Especially when the middle option, neither virgin nor whore but real people having real sex that they both enjoy with each other has all but disappeared from American mass media.

Craig H said...

Just to add something on the side of the assholes...

This whole thread has me thinking about how the sexual balance of power has shifted in the last 50 years. Whereas once a guy had to wheedle and cajole (and ply with prodigious amounts of alcohol) the object of his affection into sharing any, (or at least that was what he was led to believe), nowadays we have girls who will wear and do just about anything to get any sort of sexual attention. (Oversimplifying, but work with me here).

The possible conclusion is, as f'd up and asshole-ish that guys can be while under the influence of too many teenage hormones, there's a fair body of evidence suggesting that the insanity of women denied their desires is at least a match.

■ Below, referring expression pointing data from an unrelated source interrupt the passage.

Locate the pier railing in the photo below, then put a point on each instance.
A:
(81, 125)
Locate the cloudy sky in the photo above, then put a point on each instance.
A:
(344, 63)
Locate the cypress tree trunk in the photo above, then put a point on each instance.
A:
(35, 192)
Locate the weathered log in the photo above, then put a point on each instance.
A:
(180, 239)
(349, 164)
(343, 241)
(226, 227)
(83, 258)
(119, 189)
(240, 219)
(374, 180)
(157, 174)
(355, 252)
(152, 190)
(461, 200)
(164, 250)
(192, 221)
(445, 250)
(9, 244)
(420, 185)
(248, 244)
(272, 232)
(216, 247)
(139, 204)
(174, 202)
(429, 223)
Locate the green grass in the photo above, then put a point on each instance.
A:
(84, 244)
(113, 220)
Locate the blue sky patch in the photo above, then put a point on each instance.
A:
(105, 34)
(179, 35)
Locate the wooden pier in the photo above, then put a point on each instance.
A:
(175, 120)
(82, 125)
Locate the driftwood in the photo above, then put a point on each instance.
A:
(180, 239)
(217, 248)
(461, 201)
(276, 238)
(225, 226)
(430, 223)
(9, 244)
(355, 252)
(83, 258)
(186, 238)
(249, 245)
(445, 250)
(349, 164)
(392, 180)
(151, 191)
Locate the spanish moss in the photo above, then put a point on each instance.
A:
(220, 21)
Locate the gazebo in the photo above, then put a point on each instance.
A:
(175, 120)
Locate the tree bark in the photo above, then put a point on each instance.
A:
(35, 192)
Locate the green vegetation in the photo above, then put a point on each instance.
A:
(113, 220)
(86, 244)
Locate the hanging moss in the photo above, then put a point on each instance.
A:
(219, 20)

So, are you chicks ready to admit that you were mean to us back in the day? We'll be willing to forgive you if you wear that thing you know we like, and, uh, do that thing you know we like... And we swear we won't share the pix with our buddies... Honest!

malevolent andrea said...

Oh, I just lost a long comment. *$*%(@#$*#@!!!!!

malevolent andrea said...

Let me try again.

I think that what you're saying is part of what I'm lamenting when I say things have gone backwards: that these young women today have absolutely no sense of their own sexual power or agency. :-) Now, you're implying that the power was all on the girl's side in, say, 1978. I'm disagreeing. I think it was much more equal and balanced.

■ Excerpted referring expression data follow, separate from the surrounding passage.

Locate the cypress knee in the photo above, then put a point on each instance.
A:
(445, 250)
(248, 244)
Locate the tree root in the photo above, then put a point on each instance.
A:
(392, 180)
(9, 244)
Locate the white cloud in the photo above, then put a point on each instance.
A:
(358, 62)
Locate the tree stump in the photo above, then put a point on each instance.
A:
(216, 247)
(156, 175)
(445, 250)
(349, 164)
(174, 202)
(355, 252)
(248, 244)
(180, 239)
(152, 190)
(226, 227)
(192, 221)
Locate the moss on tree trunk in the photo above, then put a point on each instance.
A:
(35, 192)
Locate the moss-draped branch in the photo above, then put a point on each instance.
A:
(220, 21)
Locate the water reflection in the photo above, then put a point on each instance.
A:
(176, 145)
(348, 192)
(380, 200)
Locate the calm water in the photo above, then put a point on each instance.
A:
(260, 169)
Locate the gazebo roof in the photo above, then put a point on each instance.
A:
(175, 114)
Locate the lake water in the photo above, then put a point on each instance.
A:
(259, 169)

But I'm only going from my own experience, because *as you all know*, I am neither very mean (most of the time) nor lacking in, um, sexual appetite. I mean, the "meanest" or most unethical I ever was in the sexual arena was the guy freshman year of college that I went on a number of dates with, made out with (without really feeling much, or any, sexual charge or chemistry with, though I liked him as a person), and finally decided to have sex with, just to see how it would be different with soneone other than S (who was the only actual prtner I'd had up until then.) So we had sex once, it sucked, and I stopped seeing him, which really *really* upset him.

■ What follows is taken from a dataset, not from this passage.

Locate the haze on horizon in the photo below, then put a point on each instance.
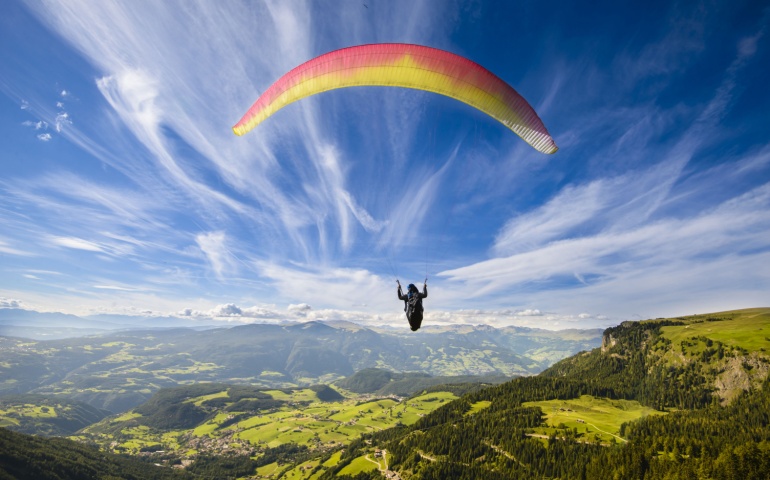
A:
(124, 190)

I still feel guilty about that, because I should never have fucked someone who I knew really liked me only out of curiousity. But at least he got laid. And it wasn't done maliciously. And I didn't tell him the reason I wasn't going to see him any more because sex with him was fairly nauseating. Plus, I was 18, so yeah, I was an asshole :-)

JLP said...

Re: "pornification leads to bad sex", I see it as quite analogous to how consumerization of produce leads to giant, red, flavorless strawberries.

Re: "good slut / bad slut" (paraphrasing), yes there is a huge double standard. I've certainly seen it have negatives effect on many people I've known, even if in subtle ways, so don't hear me as defending it... But I would suggest that it has been partly the unavoidable result of inhomogeneous attitudes in society. There are still plenty of people (grandparents, parents) that are strongly sexually conservative. There are the pornificators, and who knows what other influences, towards the opposite end of the spectrum. In my experience, both exercise plenty of cultural influence, at odds with one another.